Robin: I think one thing too is the revision process is really important. I’ve been thinking about that a lot the last couple of weeks because I realized that as a writer, I’m very prone to not revising. I’m a fair writer so I’ll put words on the page and then kind of give it a cursory once over and say, “Okay, I’m good.” But I realized that when I’m writing code, I get something that works and then I’ll stand hours going back through and making it more efficient and trying to figure out what could be better and what could be improved. I’m much better editing my code than my writing, but I think that’s really important because it gives you– once you get something that works, it’s tempting to stop and say, “Okay, great, it works.” But it’s better to dig through and say, “Okay, why does it work?” And, “Is this really the best way that I can be doing it? Did that guy on Google know the best way to do it?”
Liam: Can I ask you a question about that from a business standpoint? When your client asks you, “Can you add this bit of functionality to our site?” Are you, given your thoughts over the past couple of weeks, thinking that, “I know it only takes an hour to do that, I’ve done it before, I can do it for this site. It’s all a little bit of unique but it’ll be about an hour.” Are you thinking that maybe you want to budget an hour and a half of time so that you can spend that revision time, not just with the code itself, but as the code relates to that site or that project?
Robin: Well, I’m going to confess that I’m not great at budgeting time and most of my projects are not built by the hour so I don’t track time as diligently as probably I should or as a lot of people would recommend. And it depends, I feel like a lot of times the more intense revisions I’m working on are more the things that I’m doing for the plugins that I want to release for some reason or other. And when you’re offering them for free on the repository, there’s not a lot of return on your time investment, but it’s all learning so it’s all valuable, if not monetarily, at least for myself.
Liam: Yeah, great. The value of learning is difficult to put into financial terms but it’s hugely valuable in whatever ways we measure it. Let me ask you this, you have said that you don’t typically build by the hour or you don’t estimate on hourly and that you’re not good at timekeeping. I think all of us would put our hands up and say none of us are all that good at it, some are better than others but it’s a talent. But then how do you structure your billing?
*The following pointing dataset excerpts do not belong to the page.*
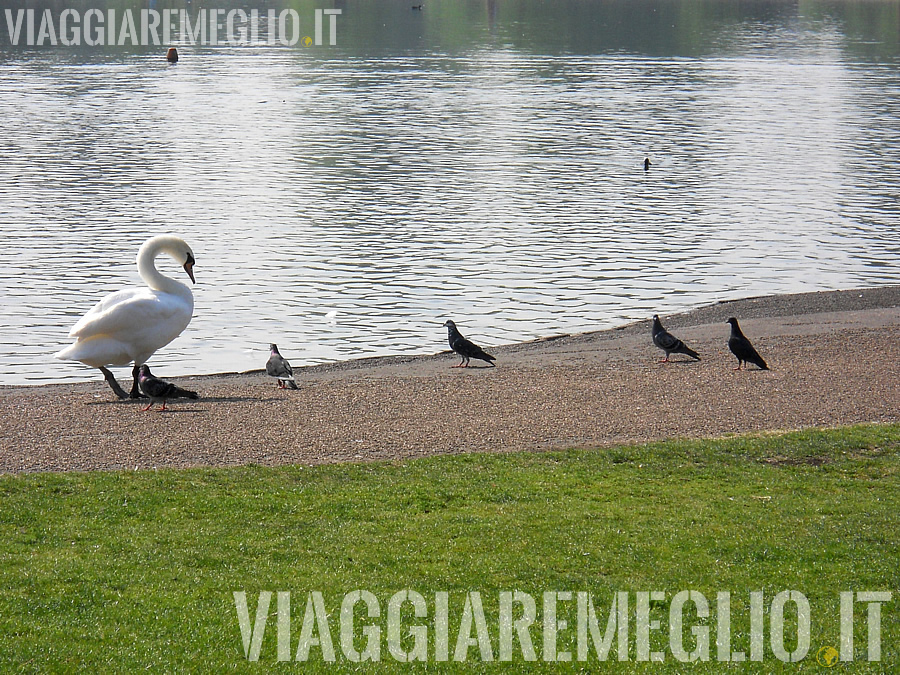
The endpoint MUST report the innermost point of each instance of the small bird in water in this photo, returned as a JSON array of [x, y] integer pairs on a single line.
[[159, 390], [466, 349], [278, 367], [740, 346], [669, 343]]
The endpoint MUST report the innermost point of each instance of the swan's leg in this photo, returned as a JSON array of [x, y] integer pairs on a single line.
[[135, 390], [111, 380]]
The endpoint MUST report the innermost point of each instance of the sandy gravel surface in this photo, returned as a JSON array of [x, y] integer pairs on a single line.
[[835, 359]]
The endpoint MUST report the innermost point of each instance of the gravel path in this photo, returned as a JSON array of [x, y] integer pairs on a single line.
[[835, 359]]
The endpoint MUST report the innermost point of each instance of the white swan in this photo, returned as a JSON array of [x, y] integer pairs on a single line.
[[130, 325]]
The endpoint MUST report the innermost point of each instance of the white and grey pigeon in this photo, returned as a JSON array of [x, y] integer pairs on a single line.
[[159, 390], [466, 349], [669, 343], [278, 367]]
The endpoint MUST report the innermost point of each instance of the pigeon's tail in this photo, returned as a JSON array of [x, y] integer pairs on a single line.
[[690, 352]]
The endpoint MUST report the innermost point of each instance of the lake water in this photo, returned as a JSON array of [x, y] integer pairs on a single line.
[[481, 161]]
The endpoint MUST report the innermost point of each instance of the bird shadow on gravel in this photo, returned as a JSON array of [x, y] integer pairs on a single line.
[[204, 399]]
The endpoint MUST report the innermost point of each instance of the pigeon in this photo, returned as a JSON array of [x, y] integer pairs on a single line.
[[278, 367], [160, 390], [466, 350], [669, 343], [740, 346]]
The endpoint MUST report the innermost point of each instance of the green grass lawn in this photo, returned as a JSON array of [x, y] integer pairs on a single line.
[[125, 571]]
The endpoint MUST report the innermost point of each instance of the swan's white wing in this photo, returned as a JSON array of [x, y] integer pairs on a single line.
[[127, 313]]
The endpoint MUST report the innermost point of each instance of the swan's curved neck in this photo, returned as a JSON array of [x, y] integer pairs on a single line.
[[155, 279]]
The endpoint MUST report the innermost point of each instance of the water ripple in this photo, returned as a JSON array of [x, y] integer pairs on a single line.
[[346, 207]]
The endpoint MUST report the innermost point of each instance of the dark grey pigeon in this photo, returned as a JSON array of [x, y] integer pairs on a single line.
[[740, 346], [159, 390], [278, 367], [669, 343], [466, 349]]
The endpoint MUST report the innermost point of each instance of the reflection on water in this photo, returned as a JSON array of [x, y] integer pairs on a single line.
[[344, 202]]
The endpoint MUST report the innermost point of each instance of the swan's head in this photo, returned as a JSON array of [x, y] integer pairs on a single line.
[[189, 264], [170, 245]]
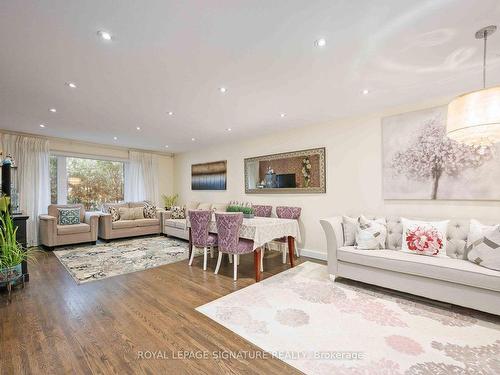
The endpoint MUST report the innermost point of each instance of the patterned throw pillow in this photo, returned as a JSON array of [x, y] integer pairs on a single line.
[[371, 234], [115, 215], [424, 237], [178, 212], [68, 216], [149, 210], [485, 249]]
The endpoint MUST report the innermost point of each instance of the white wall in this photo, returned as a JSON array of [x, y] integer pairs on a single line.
[[354, 176]]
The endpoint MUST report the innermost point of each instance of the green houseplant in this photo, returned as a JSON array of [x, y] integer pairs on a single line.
[[169, 200], [12, 253]]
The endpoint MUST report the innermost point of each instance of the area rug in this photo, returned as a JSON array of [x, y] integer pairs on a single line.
[[118, 257], [321, 327]]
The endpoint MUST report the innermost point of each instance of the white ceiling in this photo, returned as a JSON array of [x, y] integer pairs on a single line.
[[174, 55]]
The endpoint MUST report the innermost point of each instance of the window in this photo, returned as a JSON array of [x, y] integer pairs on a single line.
[[91, 182]]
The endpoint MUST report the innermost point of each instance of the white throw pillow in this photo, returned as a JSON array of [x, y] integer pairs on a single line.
[[424, 237], [371, 234], [483, 245]]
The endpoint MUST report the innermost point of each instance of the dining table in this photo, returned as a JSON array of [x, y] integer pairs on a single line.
[[262, 230]]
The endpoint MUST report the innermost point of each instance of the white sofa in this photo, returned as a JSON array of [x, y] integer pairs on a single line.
[[178, 227], [454, 279]]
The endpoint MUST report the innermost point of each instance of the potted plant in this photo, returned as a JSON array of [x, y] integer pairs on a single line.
[[169, 200], [12, 253]]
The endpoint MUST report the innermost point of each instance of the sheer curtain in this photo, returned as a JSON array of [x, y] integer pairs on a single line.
[[141, 177], [32, 158]]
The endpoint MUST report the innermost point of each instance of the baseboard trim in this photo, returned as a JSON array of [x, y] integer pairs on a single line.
[[315, 254]]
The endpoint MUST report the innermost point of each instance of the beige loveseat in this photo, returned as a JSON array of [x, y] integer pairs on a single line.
[[451, 279], [52, 234], [109, 230], [178, 227]]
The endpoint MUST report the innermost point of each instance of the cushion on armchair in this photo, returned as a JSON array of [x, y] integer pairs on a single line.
[[68, 216]]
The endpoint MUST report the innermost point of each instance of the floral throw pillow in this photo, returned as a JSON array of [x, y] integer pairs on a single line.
[[483, 245], [115, 214], [178, 212], [371, 234], [149, 210], [424, 237]]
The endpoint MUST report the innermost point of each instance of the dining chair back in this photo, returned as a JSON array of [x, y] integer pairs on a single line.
[[229, 241]]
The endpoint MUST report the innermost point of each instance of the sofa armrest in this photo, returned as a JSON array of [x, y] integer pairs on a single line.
[[48, 230], [334, 239], [166, 215]]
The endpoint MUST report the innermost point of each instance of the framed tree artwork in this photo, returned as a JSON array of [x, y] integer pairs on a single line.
[[421, 162]]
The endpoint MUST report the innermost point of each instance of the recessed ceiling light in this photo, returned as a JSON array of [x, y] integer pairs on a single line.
[[104, 35], [321, 42]]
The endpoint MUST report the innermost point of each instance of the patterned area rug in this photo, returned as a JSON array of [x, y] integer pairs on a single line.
[[320, 327], [118, 257]]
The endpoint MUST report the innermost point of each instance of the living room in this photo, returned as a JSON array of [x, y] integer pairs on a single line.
[[345, 157]]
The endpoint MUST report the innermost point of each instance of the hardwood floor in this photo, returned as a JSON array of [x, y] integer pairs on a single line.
[[55, 326]]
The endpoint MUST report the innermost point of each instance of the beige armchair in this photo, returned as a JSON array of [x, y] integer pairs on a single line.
[[109, 229], [52, 234]]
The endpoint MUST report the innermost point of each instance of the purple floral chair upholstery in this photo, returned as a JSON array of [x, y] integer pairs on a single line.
[[262, 211], [200, 238], [229, 241], [285, 212]]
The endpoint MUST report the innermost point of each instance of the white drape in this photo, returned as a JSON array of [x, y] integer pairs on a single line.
[[32, 158], [141, 177]]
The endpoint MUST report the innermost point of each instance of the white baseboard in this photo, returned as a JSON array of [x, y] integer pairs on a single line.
[[315, 254]]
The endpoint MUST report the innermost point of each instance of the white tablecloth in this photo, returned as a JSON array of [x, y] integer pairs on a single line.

The client says, “Hey Robin, we would like this added to our site, it’s not currently there.” How do you figure out what to charge or what to ask for, or what the estimate might be?
Robin: If it’s a small thing that they’re coming back and saying, “We want to add in a small feature.” Then yes, generally I do build that hourly and I’ll look it over and I’ll say, “You know, I think it’s going to take two to five hours.” And usually we’ll do probably an hour on investment upfront and in those cases, I do track my time for them very religiously. And if it’s going to go over what I initially told them and they agreed to, then I absolutely let them know that I usually try to overestimate how long I think it’s going to take. But for major projects, it’s definitely like, “Here’s how much the project is going to cost.” And time is not their concern, it’s mine.
Tara: Yeah, so putting a value on your time that’s not necessarily tied to an hourly rate but on the value of your time on the project, I think that makes sense. There’s a lot spoken and written about that lately in this community.
Robin: Yes, but keep in mind I’m no business expert.
Tara: Speaking of business expertise and charging, and making money, and making a living, and having a budget for your time, paying attention to that. I know you were telling us earlier before we started recording that you live in Heaven near mountains. I’m sure you enjoy that time too. Something that we like to talk about with our guests is success and what it means to you. Whether that’s a personal thing or a business thing, or a combination of the two, how you maybe marry them together, how would you define success, Robin?
Robin: For me, I think success is being able to do what I want to do mostly when I want to do it, and still be able to be present for my family when they need me, when they want me.
Tara: Do you feel like you’re in that place? Is that what you strive for?
Robin: It’s what I strive for, I will say, during the summer it’s harder because the kids are home and they want to play board games or need to go more places than they do during the day. During the summer this year, it’s been more very early mornings so I can get a few hours of work done and then put things away and make breakfast for kids and then do things with them and maybe– it’s a handful of hours spread out in weird places over the day. But during the school year, they’re out the door and that’s my work time. And I try really hard when they come home that I’m done and not working in the afternoon or the evening unless they’re doing homework and don’t need me.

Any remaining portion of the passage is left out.